Honey, by contrast, contains plant flavonoids — quercetin and lutenin — that are natural regulators of mast cells. They act as the guard dogs of our immune systems, defending against pathogens. “When I think about honey being used to soothe sore throats and I think about the antibacterial properties in honey, that makes sense,” Plotnikoff says.
If we avoid honey because of its sugars, he explains, we also miss out on its benefits. And that’s not all.
“When you make the case for honey,” he says, “you’re really making a logical case for us to consider many things.” Many things such as: If bees pollinate a third of all the things we eat, like apples and almonds, zucchini and cashews, oranges and chocolate — what do we owe them? Do we owe them the responsibility of seeing them, knowing about them, and supporting good beekeepers?
I think we do. So does Plotnikoff. “We owe ourselves to think about honey as more than just another sugar bowl,” he says.
La Dolce Vita
When you’re deciding what to eat and what to avoid, Plotnikoff emphasizes that there’s a big difference between nutrition and nourishment.
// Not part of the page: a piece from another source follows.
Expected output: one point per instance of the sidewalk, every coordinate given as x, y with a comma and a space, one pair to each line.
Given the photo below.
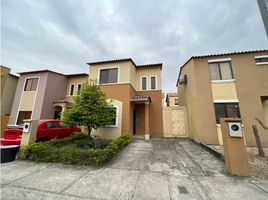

“Meals are nourishing, because they’re connected, they’re engaged, they’re connected to nature and the world,” he explains. “If you step outside to harvest your salad, that’s nourishing in many ways beyond nutrition. Honey from a farmers’ market, where you can connect with the family tending the bees and have this human connection? That’s nourishing. But if you trust a factory with your choices, is that nourishing? I’d argue no.”
There are many reasons it’s important to feel a connection to what we eat, Plotnikoff adds. “I see more people in my practice suffering from disconnectedness. We’re disconnected from each other, we’re disconnected from nature.”
Perhaps meeting a family that tends bees can be one step toward greater connection. “We change the culture, and our health, one choice at a time. Honey is really that link to many of today’s important themes. La dolce vita, right?”
Yes. I agree. Not only is honey one of today’s important themes, it’s one of the everyday miracles, like the ocean and the stars, that we’re better off appreciating.
Of course, if no one is taking the time to find good local honey, or to appreciate the astonishment that is honeybees, who will support the wild spaces where honeybees create a sweet, sticky, everyday miracle?
It has to be us. We need to work to ensure there are still grasslands and flowers and plants for bees to pollinate and make the honey that improves our world in countless ways. The rewards will be sweet.